Une influence libertaire dans un village
A Merlieux, près de Laon (02), la Communauté anarchiste du Moulin de Paris, animée par un membre du groupe Kropotkine de la FA (Dominique), a décidé d’insuffler la démocratie participative dans le village. L’idée étant de bouleverser le fonctionnement traditionnel des institutions municipales en essayant d’en faire un simple organe exécutif des volontés exprimées par l’ensemble de la population. En parallèle, la redynamisation de la commune était recherchée.

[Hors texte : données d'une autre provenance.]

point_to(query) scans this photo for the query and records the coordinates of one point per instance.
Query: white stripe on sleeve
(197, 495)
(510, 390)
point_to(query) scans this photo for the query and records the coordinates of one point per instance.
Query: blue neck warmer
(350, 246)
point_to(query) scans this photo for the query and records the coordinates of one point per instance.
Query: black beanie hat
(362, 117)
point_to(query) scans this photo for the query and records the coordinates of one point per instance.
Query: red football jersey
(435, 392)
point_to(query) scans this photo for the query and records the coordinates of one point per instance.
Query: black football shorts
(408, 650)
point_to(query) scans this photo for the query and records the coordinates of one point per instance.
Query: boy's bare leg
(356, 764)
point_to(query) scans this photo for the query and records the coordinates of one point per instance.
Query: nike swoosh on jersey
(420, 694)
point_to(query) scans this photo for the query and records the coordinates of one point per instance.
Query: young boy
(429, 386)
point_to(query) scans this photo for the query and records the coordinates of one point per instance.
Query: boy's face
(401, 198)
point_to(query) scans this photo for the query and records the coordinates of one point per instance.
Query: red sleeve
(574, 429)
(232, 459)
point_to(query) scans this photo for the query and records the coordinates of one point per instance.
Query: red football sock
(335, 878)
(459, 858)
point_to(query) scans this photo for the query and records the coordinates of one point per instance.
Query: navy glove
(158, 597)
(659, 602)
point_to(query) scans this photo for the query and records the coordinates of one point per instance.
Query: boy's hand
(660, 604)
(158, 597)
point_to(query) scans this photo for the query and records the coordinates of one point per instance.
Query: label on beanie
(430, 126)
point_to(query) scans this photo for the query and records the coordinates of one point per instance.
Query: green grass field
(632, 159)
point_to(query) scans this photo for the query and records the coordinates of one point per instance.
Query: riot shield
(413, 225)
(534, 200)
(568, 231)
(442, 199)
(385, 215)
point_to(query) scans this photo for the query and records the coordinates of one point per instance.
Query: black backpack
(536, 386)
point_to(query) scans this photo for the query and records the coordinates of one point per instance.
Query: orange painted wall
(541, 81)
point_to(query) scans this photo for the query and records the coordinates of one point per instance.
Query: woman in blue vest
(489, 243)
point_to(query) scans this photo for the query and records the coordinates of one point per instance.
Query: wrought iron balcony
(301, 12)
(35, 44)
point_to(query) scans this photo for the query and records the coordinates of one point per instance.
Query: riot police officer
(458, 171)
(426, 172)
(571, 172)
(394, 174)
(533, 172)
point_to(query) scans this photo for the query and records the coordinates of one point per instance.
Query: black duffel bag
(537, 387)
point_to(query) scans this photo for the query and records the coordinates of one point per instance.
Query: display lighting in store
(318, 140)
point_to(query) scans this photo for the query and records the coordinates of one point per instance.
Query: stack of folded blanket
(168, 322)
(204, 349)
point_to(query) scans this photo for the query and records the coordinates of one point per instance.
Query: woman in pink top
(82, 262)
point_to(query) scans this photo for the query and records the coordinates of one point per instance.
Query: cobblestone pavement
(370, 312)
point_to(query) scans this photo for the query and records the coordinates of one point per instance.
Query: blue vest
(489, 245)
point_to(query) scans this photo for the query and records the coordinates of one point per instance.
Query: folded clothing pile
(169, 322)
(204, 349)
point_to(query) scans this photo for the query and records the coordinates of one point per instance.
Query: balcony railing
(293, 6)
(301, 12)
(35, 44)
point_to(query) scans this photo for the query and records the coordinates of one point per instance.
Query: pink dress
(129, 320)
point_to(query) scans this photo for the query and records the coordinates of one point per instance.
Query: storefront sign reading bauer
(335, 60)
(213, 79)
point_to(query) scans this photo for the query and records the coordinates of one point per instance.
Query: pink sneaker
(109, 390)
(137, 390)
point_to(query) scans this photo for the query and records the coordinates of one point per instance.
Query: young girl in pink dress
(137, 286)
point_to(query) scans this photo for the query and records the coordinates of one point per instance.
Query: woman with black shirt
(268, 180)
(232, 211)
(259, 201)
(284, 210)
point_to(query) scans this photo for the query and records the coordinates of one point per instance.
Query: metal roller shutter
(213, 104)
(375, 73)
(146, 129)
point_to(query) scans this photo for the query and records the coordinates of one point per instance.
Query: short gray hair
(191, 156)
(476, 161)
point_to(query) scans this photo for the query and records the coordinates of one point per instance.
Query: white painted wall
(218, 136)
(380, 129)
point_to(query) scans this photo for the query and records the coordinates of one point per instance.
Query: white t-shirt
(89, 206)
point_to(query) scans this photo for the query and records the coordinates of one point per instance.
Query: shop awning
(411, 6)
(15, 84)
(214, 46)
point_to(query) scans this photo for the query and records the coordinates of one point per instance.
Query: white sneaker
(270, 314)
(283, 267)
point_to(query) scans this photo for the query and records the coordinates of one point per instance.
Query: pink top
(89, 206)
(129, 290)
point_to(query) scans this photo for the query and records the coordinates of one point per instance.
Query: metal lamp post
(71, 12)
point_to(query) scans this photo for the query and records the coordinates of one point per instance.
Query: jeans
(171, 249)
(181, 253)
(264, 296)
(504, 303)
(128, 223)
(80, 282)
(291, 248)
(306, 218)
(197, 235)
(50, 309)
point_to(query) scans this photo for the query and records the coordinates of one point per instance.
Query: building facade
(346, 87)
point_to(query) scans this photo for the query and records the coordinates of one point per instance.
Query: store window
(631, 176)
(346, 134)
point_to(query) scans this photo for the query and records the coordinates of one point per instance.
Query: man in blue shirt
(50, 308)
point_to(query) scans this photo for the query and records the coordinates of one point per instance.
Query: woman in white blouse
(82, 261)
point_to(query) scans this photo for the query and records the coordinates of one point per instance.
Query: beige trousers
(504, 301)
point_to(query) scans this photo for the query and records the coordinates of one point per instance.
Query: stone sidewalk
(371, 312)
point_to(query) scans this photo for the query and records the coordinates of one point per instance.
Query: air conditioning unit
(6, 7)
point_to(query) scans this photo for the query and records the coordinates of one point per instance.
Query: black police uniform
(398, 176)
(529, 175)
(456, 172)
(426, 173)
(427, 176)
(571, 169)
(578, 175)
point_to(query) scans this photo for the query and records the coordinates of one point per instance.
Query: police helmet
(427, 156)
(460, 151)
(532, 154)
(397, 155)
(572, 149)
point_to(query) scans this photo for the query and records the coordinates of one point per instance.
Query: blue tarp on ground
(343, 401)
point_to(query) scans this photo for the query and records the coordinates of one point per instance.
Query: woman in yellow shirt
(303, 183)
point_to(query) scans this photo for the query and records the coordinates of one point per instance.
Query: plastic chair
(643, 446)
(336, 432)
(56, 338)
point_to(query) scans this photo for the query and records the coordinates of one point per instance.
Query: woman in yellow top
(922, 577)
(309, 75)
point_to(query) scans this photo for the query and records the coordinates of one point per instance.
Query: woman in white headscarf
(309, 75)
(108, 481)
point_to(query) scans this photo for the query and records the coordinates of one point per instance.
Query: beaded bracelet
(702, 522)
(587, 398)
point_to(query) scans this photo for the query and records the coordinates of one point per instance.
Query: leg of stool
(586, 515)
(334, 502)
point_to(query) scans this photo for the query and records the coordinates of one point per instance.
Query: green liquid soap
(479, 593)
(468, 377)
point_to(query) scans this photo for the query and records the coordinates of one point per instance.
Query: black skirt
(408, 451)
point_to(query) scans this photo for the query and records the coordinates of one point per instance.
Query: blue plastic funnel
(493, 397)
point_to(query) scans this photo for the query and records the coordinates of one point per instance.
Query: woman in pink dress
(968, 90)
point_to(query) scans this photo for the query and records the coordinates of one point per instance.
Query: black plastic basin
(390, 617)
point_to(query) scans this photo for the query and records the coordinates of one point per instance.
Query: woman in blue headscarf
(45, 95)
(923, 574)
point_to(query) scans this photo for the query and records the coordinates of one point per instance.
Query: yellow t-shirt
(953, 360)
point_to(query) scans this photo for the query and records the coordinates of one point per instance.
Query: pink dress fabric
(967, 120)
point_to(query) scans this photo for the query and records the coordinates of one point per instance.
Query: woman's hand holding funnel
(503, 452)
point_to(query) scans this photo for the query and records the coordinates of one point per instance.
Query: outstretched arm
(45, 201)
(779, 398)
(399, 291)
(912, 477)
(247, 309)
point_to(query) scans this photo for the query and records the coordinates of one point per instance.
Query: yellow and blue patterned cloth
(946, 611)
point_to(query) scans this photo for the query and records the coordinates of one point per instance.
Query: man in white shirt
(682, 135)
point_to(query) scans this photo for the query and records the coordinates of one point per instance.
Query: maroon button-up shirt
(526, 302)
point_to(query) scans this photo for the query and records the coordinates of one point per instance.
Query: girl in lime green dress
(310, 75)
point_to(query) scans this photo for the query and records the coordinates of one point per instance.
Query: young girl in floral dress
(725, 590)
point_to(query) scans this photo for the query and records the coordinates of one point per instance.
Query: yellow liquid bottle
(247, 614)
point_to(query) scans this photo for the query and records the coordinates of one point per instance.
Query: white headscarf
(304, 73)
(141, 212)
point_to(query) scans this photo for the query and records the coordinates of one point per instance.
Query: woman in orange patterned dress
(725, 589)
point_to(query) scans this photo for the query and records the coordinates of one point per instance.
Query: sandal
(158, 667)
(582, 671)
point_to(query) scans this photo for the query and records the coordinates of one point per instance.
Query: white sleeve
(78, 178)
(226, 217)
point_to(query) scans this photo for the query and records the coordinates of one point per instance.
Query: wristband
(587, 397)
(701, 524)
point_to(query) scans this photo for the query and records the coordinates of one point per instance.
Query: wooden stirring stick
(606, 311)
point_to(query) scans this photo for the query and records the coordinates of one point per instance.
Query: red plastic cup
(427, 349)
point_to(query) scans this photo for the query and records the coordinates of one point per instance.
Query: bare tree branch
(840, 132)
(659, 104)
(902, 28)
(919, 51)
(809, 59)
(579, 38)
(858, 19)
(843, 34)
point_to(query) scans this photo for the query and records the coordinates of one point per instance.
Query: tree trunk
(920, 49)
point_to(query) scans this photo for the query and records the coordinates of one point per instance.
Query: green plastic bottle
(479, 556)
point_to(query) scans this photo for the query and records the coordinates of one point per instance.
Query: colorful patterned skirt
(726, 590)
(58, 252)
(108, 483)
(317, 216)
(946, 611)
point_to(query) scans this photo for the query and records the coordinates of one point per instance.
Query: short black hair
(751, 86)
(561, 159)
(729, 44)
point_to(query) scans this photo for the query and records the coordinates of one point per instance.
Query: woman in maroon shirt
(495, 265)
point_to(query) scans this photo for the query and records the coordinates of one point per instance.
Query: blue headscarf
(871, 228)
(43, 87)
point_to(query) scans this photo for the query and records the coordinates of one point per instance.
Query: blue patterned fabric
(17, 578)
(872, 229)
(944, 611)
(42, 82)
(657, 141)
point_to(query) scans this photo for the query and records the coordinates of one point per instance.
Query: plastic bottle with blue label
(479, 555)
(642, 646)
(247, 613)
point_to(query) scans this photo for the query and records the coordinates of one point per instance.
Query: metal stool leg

Les projets sont alors proposés et menés par les habitants, organisés en petits groupes, qui doivent notamment trouver les financements nécessaires (repas, fêtes…). L’ouverture de l’école a été rendue possible grâce à la participation des habitants aux travaux. Cantine, en partie gérée par les élèves, étude du soir et bibliothèque, autogérée par des bénévoles, se sont ensuite développées autour de l’école.
Globalement, il s’agit surtout d’une influence sur la mairie exercée de l’extérieur par des anarchistes désirant diffuser et mettre en œuvre leurs idées. Une initiative qui pose forcément des questions au regard de l’idéal libertaire. Celles-ci sont d’ailleurs résumées par Dominique : « il n’est pas possible de faire un îlot d’autogestion dans un océan capitaliste.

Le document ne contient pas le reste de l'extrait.